Как потом выяснилось, аналогичная проблема была у Натана с Айн. Восхищение ее умом и талантом только с большими усилиями ему удавалось переплавлять в физическую страсть. Барбаре казалось, что даже в разгар романа с Айн его любовь к ней самой была сильнее. Много лет спустя Натан признался, что именно так оно и было.
7. Катастрофа
Трудно и мучительно заканчивая книгу - один лишь финальный монолог Джона Галта занял у нее два года, - а потом страдая от шквала отрицательных рецензий, Айн приостановила любовные отношения с Натаном. Одновременно его роль «интеллектуального наследника» непрерывно возрастала. В какой-то момент он стал чем-то вроде общественного обвинителя на психологических расследованиях, которым подвергались молодые последователи объективизма. Описания этих сеансов «перевоспитания», на которых присутствовала Айн, читаются почти как эпизоды китайской культурной революции. Обвиняемые должны были каяться в идеологических ошибках. Вот признания юной объективистки, у которой не складывались отношения с молодым человеком, тоже объективистом: «Мое пустое, бесцельное прошлое, я увидела его, когда Натан приводил пример за примером моих поступков. Когда он сказал, что моя самооценка зависит от того, что другие думают обо мне, я поняла, что предала все, что было для меня дорогим»23. Айн одобрительно посмеивалась.
В 1958 году, вскоре после выхода «Атланта», посвященного Фрэнку и Натану, последнему пришла в голову идея создать организацию для пропаганды идей Рэнд. Он назвал ее Институтом Натаниэля Брэндена (NBI). Известность Рэнд, а вместе с ней активность Института росли, к лекциям прибавились публикации, и скоро Институт стал главным источником дохода Натана. К 1964 году Айн полностью пришла в себя после изнурительных 14 лет написания книги. Настало время вернуть секс в отношения с Натаном. Ей было 60, ему 35. Айн не знала, что за год до этого Натан познакомился с юной объективисткой по имени Патриция и успел в нее влюбиться. Брак Натана и Барбары к этому времени существовал чисто номинально, но они оставались друзьями, и он рассказал ей о своем увлечении.
Когда Айн сообщила ему радостную новость, что она готова вернуться к сексу, он был в панике. Стал придумывать разнообразные причины, по которым это было временно невозможно. Сказать правду он не мог. В своих лекциях он всегда повторял теорию Айн Рэнд, согласно которой физическая любовь есть реакция на высшие духовные ценности другого человека, а теперь он был влюблен в юную девушку, которая по определению не могла обладать духовным богатством Рэнд.

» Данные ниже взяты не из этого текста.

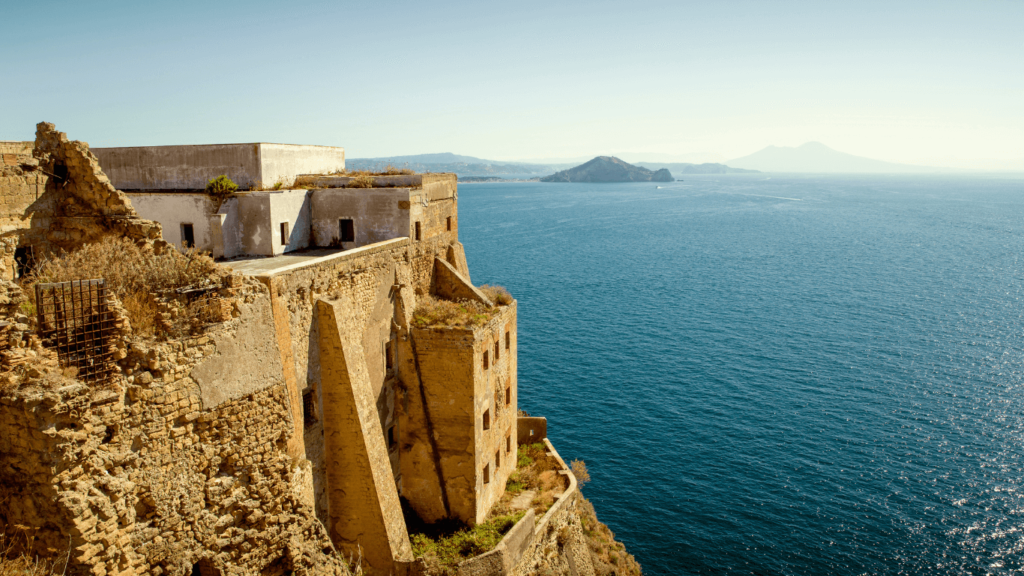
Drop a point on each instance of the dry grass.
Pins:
(13, 564)
(443, 551)
(135, 275)
(431, 311)
(361, 180)
(437, 312)
(497, 294)
(388, 170)
(580, 471)
(535, 470)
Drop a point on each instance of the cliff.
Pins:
(292, 410)
(706, 168)
(609, 169)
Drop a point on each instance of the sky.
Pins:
(931, 83)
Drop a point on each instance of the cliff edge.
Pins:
(609, 169)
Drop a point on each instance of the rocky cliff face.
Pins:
(608, 169)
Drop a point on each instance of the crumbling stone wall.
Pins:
(469, 406)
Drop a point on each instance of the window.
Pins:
(309, 408)
(187, 236)
(346, 230)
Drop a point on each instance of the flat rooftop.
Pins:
(290, 261)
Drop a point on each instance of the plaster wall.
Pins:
(282, 163)
(377, 213)
(172, 210)
(471, 410)
(292, 206)
(189, 167)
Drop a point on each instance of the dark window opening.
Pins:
(309, 408)
(59, 173)
(187, 236)
(25, 260)
(346, 229)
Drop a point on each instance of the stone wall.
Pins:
(58, 198)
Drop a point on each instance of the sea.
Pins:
(776, 374)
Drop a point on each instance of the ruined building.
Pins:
(287, 430)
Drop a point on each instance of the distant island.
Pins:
(817, 158)
(687, 168)
(609, 169)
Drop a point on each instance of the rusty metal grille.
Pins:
(76, 320)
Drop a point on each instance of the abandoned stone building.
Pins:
(297, 428)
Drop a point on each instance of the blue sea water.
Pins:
(795, 375)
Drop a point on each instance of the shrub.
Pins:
(453, 548)
(221, 186)
(436, 312)
(361, 180)
(134, 274)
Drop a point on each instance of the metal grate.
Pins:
(75, 319)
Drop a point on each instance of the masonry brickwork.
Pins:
(280, 437)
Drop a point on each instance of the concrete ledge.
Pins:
(567, 497)
(530, 429)
(264, 268)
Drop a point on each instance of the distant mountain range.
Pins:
(609, 169)
(817, 158)
(686, 168)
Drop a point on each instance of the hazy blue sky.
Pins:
(931, 82)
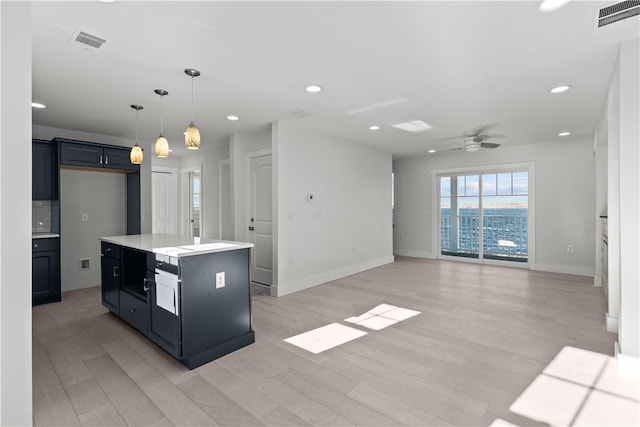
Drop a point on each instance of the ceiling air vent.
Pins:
(617, 12)
(89, 41)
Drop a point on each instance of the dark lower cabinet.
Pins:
(110, 264)
(133, 310)
(164, 326)
(179, 307)
(45, 270)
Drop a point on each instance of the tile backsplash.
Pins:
(41, 216)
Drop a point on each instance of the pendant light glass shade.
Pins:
(192, 137)
(192, 134)
(136, 156)
(161, 145)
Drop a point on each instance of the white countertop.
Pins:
(173, 245)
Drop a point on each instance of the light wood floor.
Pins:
(483, 335)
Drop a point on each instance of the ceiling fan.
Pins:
(474, 139)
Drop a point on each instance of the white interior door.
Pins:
(260, 219)
(164, 191)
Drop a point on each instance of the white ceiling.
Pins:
(454, 65)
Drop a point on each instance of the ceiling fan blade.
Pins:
(450, 138)
(489, 145)
(490, 135)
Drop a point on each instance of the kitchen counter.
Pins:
(174, 246)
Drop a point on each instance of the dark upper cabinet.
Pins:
(91, 155)
(44, 172)
(45, 270)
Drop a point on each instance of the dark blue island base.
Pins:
(196, 307)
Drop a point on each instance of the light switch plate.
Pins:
(220, 280)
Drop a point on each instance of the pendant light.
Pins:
(192, 134)
(136, 155)
(162, 145)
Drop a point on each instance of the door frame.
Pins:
(185, 202)
(247, 190)
(507, 167)
(247, 179)
(174, 188)
(222, 164)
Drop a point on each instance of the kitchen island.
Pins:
(190, 296)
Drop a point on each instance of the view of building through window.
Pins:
(491, 208)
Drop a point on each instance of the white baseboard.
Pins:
(597, 281)
(628, 366)
(298, 285)
(413, 254)
(612, 323)
(565, 269)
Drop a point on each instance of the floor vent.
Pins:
(89, 41)
(617, 12)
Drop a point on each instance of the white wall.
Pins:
(347, 228)
(564, 200)
(44, 132)
(629, 116)
(102, 196)
(208, 160)
(15, 215)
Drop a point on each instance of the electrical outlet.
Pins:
(220, 280)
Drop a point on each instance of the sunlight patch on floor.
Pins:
(382, 316)
(580, 388)
(324, 338)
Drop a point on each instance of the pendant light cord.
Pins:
(136, 126)
(161, 127)
(191, 99)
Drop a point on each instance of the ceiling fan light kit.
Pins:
(192, 134)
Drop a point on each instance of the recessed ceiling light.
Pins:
(313, 89)
(551, 5)
(413, 126)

Он сказал Айн, что все дело в его проблемах с женой. Началась серия терапевтических сеансов втроем, где Айн подвергала Натана и Барбару объективистскому психоанализу. Результатом этих сеансов был окончательный распад брака. Барбара пришла к выводу, что брак с Натаном был построен на ложных основаниях, попросила развода и переехала в отдельную квартиру. С Натаном они по-прежнему оставались друзьями и коллегами по Институту.
- Теперь что? - недоумевала Рэнд.
- Меня смущает треугольник, - отвечал наследник, - Франк, Натан, Айн.

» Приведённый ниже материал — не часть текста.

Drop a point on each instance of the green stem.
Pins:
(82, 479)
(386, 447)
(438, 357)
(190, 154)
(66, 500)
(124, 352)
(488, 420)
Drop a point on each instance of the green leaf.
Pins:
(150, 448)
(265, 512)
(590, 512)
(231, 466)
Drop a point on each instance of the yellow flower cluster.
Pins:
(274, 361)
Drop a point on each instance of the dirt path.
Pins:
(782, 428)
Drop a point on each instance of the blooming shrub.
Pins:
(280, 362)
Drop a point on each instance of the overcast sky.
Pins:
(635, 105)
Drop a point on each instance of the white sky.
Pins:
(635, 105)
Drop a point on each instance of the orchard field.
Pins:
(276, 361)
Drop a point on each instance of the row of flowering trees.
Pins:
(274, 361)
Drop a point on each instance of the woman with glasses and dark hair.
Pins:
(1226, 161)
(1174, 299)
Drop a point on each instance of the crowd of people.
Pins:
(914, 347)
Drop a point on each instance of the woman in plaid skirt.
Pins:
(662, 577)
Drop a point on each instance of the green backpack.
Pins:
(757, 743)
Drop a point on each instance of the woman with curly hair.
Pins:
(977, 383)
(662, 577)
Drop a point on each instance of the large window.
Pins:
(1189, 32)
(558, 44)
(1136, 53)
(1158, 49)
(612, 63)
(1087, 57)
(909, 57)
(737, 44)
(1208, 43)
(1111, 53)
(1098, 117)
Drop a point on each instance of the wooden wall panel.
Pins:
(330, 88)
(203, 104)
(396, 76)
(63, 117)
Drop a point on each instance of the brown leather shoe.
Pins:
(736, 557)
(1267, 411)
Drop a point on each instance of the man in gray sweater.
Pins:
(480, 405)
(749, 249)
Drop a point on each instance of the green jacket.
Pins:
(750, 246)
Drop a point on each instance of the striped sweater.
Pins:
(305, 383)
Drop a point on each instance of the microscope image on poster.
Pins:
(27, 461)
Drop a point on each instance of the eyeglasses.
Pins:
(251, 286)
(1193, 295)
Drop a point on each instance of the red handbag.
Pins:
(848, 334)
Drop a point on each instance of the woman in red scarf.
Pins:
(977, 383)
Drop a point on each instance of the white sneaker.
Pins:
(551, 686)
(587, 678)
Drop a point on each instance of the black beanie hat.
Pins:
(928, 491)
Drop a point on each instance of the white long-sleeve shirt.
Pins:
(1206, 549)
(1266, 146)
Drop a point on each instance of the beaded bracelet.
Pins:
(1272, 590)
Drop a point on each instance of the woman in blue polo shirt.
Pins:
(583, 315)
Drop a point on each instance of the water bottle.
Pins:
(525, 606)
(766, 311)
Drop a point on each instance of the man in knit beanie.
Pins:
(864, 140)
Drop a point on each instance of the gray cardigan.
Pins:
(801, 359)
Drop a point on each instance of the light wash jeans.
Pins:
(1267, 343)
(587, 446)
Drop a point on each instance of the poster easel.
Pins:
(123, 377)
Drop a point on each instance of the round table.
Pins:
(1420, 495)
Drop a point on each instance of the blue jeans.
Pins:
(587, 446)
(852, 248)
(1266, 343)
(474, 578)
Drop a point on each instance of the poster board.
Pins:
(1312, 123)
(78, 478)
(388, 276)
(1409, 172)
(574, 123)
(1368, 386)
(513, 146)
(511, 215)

Началась еще одна серия психоаналитических сеансов.
- В чем реальная причина? - спрашивала Айн. - Может, дело в возрасте? Может, я не кажусь тебе привлекательной?
- Нет, нет, - уверял ее Натан, - очень привлекательной.
Барбара, которая тоже вынуждена была вести многочасовые разговоры с Айн о психологии Натана, умоляла его перестать врать и все ей рассказать. Он не решался. В конце концов он согласился сказать Айн часть правды - про разницу в возрасте. Сделать это он решил в письменном виде, но передать письмо был готов лично. Связь с Патрицией по-прежнему должна была оставаться тайной.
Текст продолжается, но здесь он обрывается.